Officers begin to assure Arenas-Alvarez that he will be fine. "They thought that you were involved in a robbery. You don't look like the person, so it's OK now, OK?" one officer said. However, nothing could have been further from the truth.

As officers were telling Arenas-Alvarez that he'll be okay, Sgt. James Mitchell can be heard on the radio telling the officers, "Stand by a couple of minutes. K9-1 is about two minutes out."

During the display of gross incompetence of mistaking Arenas-Alvarez for a black man in a black shirt, Arenas-Alvarez's 17-month-old daughter, Ayleen was strapped into her car seat in the SUV.

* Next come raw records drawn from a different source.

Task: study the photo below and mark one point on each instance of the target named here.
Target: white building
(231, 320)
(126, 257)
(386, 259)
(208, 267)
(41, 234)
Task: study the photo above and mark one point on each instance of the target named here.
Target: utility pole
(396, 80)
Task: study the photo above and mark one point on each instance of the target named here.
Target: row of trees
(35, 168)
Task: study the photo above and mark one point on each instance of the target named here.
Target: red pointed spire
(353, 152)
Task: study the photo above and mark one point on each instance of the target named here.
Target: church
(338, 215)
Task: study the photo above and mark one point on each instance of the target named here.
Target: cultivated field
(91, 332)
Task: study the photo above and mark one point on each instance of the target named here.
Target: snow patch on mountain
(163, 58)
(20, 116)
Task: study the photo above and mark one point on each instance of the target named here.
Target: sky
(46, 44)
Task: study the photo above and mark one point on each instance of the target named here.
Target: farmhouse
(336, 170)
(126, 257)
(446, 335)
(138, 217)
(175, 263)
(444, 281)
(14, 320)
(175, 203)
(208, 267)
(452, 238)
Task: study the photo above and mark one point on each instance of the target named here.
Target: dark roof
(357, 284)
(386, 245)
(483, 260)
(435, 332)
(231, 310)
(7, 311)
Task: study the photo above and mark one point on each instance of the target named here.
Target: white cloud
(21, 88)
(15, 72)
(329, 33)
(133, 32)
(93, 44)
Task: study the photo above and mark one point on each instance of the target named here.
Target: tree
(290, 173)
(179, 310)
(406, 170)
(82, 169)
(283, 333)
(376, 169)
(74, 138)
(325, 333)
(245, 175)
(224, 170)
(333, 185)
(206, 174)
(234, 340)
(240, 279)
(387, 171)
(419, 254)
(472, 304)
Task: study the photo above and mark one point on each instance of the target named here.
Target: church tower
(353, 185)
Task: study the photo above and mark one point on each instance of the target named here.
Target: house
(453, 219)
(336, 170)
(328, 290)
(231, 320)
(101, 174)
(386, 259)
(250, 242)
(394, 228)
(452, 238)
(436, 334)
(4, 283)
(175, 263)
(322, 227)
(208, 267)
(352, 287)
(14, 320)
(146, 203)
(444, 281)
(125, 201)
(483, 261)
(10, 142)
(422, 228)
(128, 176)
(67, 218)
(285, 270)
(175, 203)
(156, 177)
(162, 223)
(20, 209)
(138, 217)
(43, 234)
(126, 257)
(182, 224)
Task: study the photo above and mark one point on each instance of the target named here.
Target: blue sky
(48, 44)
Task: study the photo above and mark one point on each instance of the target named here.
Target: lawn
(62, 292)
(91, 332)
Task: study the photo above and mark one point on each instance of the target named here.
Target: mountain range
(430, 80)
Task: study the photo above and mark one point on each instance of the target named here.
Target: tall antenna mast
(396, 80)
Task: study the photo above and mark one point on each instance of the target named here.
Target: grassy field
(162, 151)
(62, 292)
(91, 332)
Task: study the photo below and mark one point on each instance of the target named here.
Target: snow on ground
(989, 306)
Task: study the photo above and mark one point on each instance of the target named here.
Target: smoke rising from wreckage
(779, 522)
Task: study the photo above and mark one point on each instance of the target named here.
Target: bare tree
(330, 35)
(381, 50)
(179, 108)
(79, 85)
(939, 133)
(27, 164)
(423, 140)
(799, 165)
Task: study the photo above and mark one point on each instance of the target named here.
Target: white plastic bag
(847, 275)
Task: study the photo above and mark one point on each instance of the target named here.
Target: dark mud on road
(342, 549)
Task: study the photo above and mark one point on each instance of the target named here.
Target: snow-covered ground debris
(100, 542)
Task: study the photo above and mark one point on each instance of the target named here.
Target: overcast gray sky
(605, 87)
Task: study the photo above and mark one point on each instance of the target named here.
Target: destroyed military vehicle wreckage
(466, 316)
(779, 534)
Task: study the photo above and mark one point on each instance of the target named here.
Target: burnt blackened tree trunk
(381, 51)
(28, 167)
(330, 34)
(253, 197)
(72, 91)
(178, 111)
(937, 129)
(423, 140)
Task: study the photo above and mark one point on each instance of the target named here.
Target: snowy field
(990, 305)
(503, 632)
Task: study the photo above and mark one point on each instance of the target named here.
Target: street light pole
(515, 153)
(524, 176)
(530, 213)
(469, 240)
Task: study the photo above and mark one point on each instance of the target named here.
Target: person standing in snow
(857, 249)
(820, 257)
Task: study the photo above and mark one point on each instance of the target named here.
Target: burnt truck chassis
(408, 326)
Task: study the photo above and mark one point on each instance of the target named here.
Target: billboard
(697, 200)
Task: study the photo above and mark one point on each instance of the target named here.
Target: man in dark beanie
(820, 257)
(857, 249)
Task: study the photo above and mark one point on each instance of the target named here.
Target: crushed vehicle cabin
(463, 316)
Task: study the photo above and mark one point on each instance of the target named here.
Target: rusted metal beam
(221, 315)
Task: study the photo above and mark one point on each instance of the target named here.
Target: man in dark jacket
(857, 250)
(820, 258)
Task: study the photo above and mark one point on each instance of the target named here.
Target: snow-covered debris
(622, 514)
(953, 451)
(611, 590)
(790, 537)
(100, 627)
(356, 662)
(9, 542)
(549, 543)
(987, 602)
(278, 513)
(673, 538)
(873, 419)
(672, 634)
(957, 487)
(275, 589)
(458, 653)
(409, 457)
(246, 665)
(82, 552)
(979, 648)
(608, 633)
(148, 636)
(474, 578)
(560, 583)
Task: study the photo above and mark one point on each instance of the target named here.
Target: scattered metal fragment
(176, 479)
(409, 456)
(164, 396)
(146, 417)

Before Arenas-Alvarez could communicate to the officers that his infant daughter was in the car, the "two minutes" had passed and Sgt. Mitchell arrived with his Belgian Malinois. Almost as soon as he exited the vehicle, Mithcell released the K-9 into the SUV of an entirely innocent man and his daughter.

"My baby," Arturo Arenas-Alvarez can be heard pleading with officers in broken English. "I've got my baby."

An officer then yelled out, "There's an infant in that car! There's an infant in that car!"

But it was too late. By the time the cops realized that their immediate escalation to violence was unnecessary - the damage had been done.

Just like Mitchell, deputy Defino will most assuredly not be held accountable for allowing his K9 to indiscriminately attack innocence. And, as history shows us, this problem will continue because of a system that fosters and protects brutality and unaccountability.